Sono inammissibili le questioni di legittimità costituzionale dell'art. 25, comma 2, lett. g) e h), della legge 23 luglio 2009, n. 99, sollevate in relazione agli artt. 117, terzo comma, e 118. Le ricorrenti muovono dalla erronea premessa, secondo cui le disposizioni impugnate, nel prevedere espressamente una duplice forma di partecipazione del sistema regionale all'esercizio della funzione amministrativa chiamata in sussidiarietà, imporrebbero di escluderne una terza ritenuta costituzionalmente necessaria, ovvero l'intesa con la Regione interessata, ai fini della localizzazione, nel dettaglio, del sito nucleare. Invero, il silenzio del legislatore delegante in proposito non ha, né può avere alla luce della doverosa interpretazione costituzionalmente conforme della delega, il significato impediente paventato dalle ricorrenti; è infatti princìpio acquisito nel rapporto tra legislazione statale e legislazione regionale che quest'ultima possa venire spogliata della propria capacità di disciplinare la funzione amministrativa attratta in sussidiarietà, a condizione che ciò si accompagni alla previsione di un'intesa in sede di esercizio della funzione, con cui poter recuperare un'adeguata autonomia, che l'ordinamento riserva non già al sistema regionale complessivamente inteso, quanto piuttosto alla specifica Regione che sia stata privata di un proprio potere.

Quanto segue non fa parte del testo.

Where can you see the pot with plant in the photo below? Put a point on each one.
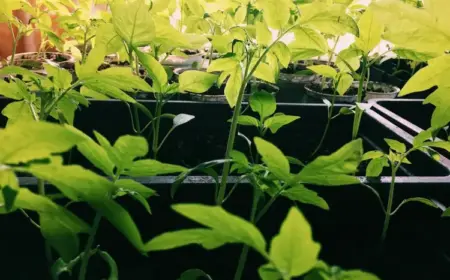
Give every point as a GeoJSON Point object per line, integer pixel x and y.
{"type": "Point", "coordinates": [41, 21]}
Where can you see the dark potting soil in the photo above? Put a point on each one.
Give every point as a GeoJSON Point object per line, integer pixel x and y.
{"type": "Point", "coordinates": [349, 232]}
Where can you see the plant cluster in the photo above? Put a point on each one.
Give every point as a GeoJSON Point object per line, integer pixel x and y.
{"type": "Point", "coordinates": [246, 42]}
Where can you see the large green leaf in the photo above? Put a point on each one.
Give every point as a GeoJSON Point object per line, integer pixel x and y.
{"type": "Point", "coordinates": [308, 42]}
{"type": "Point", "coordinates": [107, 37]}
{"type": "Point", "coordinates": [232, 227]}
{"type": "Point", "coordinates": [207, 238]}
{"type": "Point", "coordinates": [276, 12]}
{"type": "Point", "coordinates": [328, 19]}
{"type": "Point", "coordinates": [370, 31]}
{"type": "Point", "coordinates": [133, 21]}
{"type": "Point", "coordinates": [335, 169]}
{"type": "Point", "coordinates": [26, 141]}
{"type": "Point", "coordinates": [196, 81]}
{"type": "Point", "coordinates": [80, 184]}
{"type": "Point", "coordinates": [435, 74]}
{"type": "Point", "coordinates": [154, 69]}
{"type": "Point", "coordinates": [95, 153]}
{"type": "Point", "coordinates": [422, 30]}
{"type": "Point", "coordinates": [278, 121]}
{"type": "Point", "coordinates": [293, 250]}
{"type": "Point", "coordinates": [275, 160]}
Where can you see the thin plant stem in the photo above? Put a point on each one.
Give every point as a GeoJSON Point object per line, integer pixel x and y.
{"type": "Point", "coordinates": [388, 214]}
{"type": "Point", "coordinates": [359, 111]}
{"type": "Point", "coordinates": [245, 248]}
{"type": "Point", "coordinates": [155, 144]}
{"type": "Point", "coordinates": [237, 111]}
{"type": "Point", "coordinates": [327, 126]}
{"type": "Point", "coordinates": [87, 249]}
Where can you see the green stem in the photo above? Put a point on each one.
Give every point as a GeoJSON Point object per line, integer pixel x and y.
{"type": "Point", "coordinates": [83, 55]}
{"type": "Point", "coordinates": [155, 144]}
{"type": "Point", "coordinates": [359, 111]}
{"type": "Point", "coordinates": [87, 249]}
{"type": "Point", "coordinates": [388, 214]}
{"type": "Point", "coordinates": [245, 249]}
{"type": "Point", "coordinates": [237, 111]}
{"type": "Point", "coordinates": [327, 126]}
{"type": "Point", "coordinates": [15, 41]}
{"type": "Point", "coordinates": [48, 248]}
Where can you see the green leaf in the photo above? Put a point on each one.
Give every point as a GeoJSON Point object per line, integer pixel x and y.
{"type": "Point", "coordinates": [268, 272]}
{"type": "Point", "coordinates": [417, 199]}
{"type": "Point", "coordinates": [413, 55]}
{"type": "Point", "coordinates": [276, 12]}
{"type": "Point", "coordinates": [370, 31]}
{"type": "Point", "coordinates": [196, 81]}
{"type": "Point", "coordinates": [441, 114]}
{"type": "Point", "coordinates": [333, 170]}
{"type": "Point", "coordinates": [239, 157]}
{"type": "Point", "coordinates": [108, 38]}
{"type": "Point", "coordinates": [194, 274]}
{"type": "Point", "coordinates": [263, 103]}
{"type": "Point", "coordinates": [223, 64]}
{"type": "Point", "coordinates": [328, 19]}
{"type": "Point", "coordinates": [133, 21]}
{"type": "Point", "coordinates": [9, 195]}
{"type": "Point", "coordinates": [26, 141]}
{"type": "Point", "coordinates": [433, 75]}
{"type": "Point", "coordinates": [304, 195]}
{"type": "Point", "coordinates": [308, 42]}
{"type": "Point", "coordinates": [282, 52]}
{"type": "Point", "coordinates": [61, 237]}
{"type": "Point", "coordinates": [181, 119]}
{"type": "Point", "coordinates": [263, 34]}
{"type": "Point", "coordinates": [10, 90]}
{"type": "Point", "coordinates": [16, 70]}
{"type": "Point", "coordinates": [345, 82]}
{"type": "Point", "coordinates": [95, 153]}
{"type": "Point", "coordinates": [18, 111]}
{"type": "Point", "coordinates": [275, 160]}
{"type": "Point", "coordinates": [293, 251]}
{"type": "Point", "coordinates": [372, 155]}
{"type": "Point", "coordinates": [324, 70]}
{"type": "Point", "coordinates": [248, 121]}
{"type": "Point", "coordinates": [396, 145]}
{"type": "Point", "coordinates": [234, 84]}
{"type": "Point", "coordinates": [62, 78]}
{"type": "Point", "coordinates": [207, 238]}
{"type": "Point", "coordinates": [376, 165]}
{"type": "Point", "coordinates": [149, 167]}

Ciò a prescindere dalla necessità di una puntuale disciplina legislativa delle modalità di esercizio dell'intesa e delle eventuali procedure per ulteriormente ricercarla in caso di diniego o comunque per supplire alla sua carenza; in queste situazioni il coinvolgimento delle Regioni interessate si impone con forza immediata e diretta al legislatore delegato, ove intenda esercitare la funzione legislativa.
In senso analogo, v. citate sentenze n. 383 e n. 62/2005, n. 6/2004 e n. 303/2003.